Karena SMP Islam, memang subjek yang diajarkan lebih banyak.
Luar biasa memang pendidikan kita ini. Bagaimana tidak, dari model seperti inilah inshaallah nanti lahir insan-insan paripurna seperti superman. Superman yang muntah-muntah karena ilmu yang dijejalkan ke otaknya kebanyakan.
Sampai di model kurikulum pendidikan, Bangsa kita ini memang konsisten menjalankan filosofinya: Kalau bisa dibuat banyak, ribet, dan sulit, kenapa dibuat sedikit, simpel dan mudah.

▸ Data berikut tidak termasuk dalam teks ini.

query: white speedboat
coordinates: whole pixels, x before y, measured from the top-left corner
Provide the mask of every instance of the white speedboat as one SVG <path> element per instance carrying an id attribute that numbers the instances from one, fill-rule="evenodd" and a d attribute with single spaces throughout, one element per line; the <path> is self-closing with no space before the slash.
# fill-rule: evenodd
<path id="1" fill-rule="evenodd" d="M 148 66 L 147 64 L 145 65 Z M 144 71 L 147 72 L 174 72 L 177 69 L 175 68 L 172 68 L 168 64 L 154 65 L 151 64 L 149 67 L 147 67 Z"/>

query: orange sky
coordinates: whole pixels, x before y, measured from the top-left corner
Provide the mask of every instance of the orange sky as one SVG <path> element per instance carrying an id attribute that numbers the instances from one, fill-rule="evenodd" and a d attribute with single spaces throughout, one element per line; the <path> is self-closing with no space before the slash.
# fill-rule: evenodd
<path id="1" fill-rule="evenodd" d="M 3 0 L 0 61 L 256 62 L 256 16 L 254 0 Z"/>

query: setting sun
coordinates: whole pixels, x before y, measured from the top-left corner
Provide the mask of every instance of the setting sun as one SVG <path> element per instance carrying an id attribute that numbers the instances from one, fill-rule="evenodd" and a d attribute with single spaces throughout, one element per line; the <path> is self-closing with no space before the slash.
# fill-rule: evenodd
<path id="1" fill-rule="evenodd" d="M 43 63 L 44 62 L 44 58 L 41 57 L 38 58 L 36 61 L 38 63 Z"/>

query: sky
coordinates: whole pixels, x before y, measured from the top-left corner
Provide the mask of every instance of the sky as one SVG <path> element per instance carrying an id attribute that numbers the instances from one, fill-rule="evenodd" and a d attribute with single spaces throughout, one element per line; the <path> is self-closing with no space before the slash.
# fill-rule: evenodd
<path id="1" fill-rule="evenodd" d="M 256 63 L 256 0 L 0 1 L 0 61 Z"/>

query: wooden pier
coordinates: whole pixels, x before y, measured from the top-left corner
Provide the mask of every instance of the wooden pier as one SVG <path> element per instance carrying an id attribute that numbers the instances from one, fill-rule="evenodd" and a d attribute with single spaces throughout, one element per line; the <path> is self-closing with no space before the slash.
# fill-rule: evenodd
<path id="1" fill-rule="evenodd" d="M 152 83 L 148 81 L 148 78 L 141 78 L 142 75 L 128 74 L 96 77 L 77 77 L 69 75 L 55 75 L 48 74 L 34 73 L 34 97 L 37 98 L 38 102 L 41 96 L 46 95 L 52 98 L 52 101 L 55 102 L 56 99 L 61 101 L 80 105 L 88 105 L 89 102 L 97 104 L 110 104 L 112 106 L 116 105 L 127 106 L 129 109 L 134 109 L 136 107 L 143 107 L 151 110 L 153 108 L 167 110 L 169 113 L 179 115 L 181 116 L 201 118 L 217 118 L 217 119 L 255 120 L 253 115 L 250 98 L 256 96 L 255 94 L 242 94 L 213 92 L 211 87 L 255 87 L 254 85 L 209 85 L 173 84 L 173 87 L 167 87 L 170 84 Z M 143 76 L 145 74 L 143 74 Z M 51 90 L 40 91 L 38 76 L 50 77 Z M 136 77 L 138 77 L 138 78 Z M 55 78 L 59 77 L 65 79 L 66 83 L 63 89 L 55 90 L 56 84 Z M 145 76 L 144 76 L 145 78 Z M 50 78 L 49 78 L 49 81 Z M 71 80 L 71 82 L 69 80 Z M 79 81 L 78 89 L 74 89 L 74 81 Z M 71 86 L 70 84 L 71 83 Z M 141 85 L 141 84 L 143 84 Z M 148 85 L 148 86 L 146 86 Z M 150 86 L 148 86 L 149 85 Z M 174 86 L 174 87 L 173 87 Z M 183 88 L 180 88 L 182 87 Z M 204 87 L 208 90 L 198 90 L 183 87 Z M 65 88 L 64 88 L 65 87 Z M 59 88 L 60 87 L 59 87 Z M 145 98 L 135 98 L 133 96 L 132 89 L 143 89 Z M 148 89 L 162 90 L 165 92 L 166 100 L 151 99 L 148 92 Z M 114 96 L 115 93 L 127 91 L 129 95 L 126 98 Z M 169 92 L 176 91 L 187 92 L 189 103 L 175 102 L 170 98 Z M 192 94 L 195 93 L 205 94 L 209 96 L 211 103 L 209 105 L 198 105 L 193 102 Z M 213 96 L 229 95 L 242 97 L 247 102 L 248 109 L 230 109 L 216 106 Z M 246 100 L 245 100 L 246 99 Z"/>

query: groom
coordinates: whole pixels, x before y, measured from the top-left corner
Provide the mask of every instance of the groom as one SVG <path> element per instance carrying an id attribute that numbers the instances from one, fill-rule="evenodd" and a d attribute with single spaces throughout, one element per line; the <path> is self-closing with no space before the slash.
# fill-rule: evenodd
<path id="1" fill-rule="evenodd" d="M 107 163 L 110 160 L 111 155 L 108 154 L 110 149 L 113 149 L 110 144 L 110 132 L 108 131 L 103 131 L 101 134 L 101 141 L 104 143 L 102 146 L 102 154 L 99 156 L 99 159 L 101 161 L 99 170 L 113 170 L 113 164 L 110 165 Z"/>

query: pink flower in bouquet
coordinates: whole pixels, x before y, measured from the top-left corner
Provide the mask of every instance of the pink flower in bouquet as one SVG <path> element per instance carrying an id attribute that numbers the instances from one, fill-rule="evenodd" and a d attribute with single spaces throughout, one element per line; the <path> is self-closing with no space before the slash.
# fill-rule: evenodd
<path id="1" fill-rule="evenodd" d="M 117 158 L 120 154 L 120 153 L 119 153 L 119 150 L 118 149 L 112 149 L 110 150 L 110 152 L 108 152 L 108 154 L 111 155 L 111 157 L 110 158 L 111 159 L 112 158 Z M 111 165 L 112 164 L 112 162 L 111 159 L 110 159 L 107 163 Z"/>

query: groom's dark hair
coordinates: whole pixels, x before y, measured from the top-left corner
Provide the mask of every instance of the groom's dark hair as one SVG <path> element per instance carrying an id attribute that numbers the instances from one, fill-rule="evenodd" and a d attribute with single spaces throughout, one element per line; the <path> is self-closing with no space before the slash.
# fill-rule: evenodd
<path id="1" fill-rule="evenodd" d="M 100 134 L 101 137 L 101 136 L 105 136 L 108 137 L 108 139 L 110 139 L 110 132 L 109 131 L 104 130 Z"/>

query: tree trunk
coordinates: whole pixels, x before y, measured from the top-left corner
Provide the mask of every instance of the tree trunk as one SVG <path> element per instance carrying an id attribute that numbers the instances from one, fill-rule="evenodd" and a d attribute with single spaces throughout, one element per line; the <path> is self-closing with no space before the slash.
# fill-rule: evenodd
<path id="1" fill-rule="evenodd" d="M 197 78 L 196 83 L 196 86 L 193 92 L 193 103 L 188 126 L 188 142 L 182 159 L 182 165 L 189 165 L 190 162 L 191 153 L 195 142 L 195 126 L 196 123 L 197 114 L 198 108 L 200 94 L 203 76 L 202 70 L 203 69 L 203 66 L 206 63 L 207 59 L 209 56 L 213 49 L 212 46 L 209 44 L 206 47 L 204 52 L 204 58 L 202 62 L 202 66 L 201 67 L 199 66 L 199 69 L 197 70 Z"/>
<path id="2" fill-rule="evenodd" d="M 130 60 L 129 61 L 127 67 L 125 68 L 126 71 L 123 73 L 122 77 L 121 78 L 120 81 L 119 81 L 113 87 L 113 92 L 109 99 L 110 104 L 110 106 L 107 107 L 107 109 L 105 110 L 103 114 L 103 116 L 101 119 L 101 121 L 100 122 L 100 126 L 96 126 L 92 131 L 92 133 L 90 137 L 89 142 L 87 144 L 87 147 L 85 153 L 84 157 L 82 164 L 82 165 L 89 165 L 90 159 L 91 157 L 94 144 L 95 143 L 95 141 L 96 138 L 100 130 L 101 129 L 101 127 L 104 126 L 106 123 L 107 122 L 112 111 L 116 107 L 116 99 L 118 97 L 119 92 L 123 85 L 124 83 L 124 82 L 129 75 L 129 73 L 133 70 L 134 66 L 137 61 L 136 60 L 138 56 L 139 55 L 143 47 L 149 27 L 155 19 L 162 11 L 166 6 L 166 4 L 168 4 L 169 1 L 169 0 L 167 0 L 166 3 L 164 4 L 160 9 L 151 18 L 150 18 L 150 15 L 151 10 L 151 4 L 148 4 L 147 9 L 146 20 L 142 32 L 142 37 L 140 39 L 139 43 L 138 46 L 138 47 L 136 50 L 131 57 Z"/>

Saya mungkin model orang yang otaknya sudah dicuci karena kelamaan tinggal di luar negeri. Sah saja tuduhan itu. Indonesia punya identitas dan model sendiri. Jangan sok bawa-bawa model Amerika!
Saya setuju. Indonesia mungkin punya model sendiri. Tapi yang menggelitik di benak saya, terutama setelah melihat dan mengalami model pendidikan dasar di Amerika selama 5 tahun, adalah ini: kenapa anak-anak sampai harus belajar dengan mata pelajaran sebanyak itu?
Pendidikan dasar itu ibarat fondasi rumah. Mestinya anak-anak belajar yang mendasar tapi kuat dan mengakar. Kalau terlalu banyak dan semua mau dimasukan, saya tidak yakin akan efektif.
Anak-anak di usia dasar, menurut saya ayang bodoh, tak perlu dibekali kursi, kasur, figura, pas bunga, lemari, tv, kipas angin, alat dapur. Cukup jadikan mereka orang-orang yang punya fondasi dasar pendidikan yang kuat. Plus pembekalan karakter! Ya, karakter!
Amartya belajar banyak–dan cukup efektif–tentang karakter: jujur, kritis, mandiri. Ia, misalnya, marah ketika tes masuk SMP di sini minggu lalu. Bahasa Indonesianya pas-pasan. Sementara soalnya semua dalam bahasa Indonesia. Saya sudah bilang agar ia isi sebisanya soal-soal itu.
Dia ngotot ingin serius. Dan karena itu ia bertanya ini itu. Saya bilang mungkin ia bisa lihat di googel.
“That is cheating!” Katanya. Ia tidak mau terlihat bodoh karena tidak bisa menjawab soal-soal itu. Tapi juga tidak mau melihat jawabannya dari google. Jadilah ia uring-uringan. Akhirnya ia menuruti saran saya. Untuk semua jawaban yang ia tidak tahu, ia jawab: “aku tidak tahu karena belum belajar.”
Sejak di LA ia juga cukup mandiri, setidaknya untuk urusan-urusan sekolah. Ia biasa mengerjakan riset sendiri untuk tugas belajar. Bahkan ia sudah bisa mengedit film sendiri dengan cukup bagus. Awalnya diminta untuk tugas belajar.
Karena cukup mandiri itu, ia banyak mambaca novel-novel dan bacaan lain–meski belakangan sedikit kendor.
Bayangan saya, anak seusianya di tingkat dasar dan menengah, pendidikan harus difokuskan ke hal-hal fundamental seperti matematika, sejarah, seni, bahasa dan science. Kalau mau ada tambahan muatan agama, cukup satu saja: pendidikan agama Islam.
Dengan lebih ramping, diharapkan anak-anak lebih fokus dan lebih happy. Happy itu penting sekali untuk pembelajaran. Kalau dari awal anak-anak sudah stress, saya khawatir anak-anak Indonesia sudah layu sebelum berkembang.
Mohon maaf atas keluhannya. Semoga bermanfaat.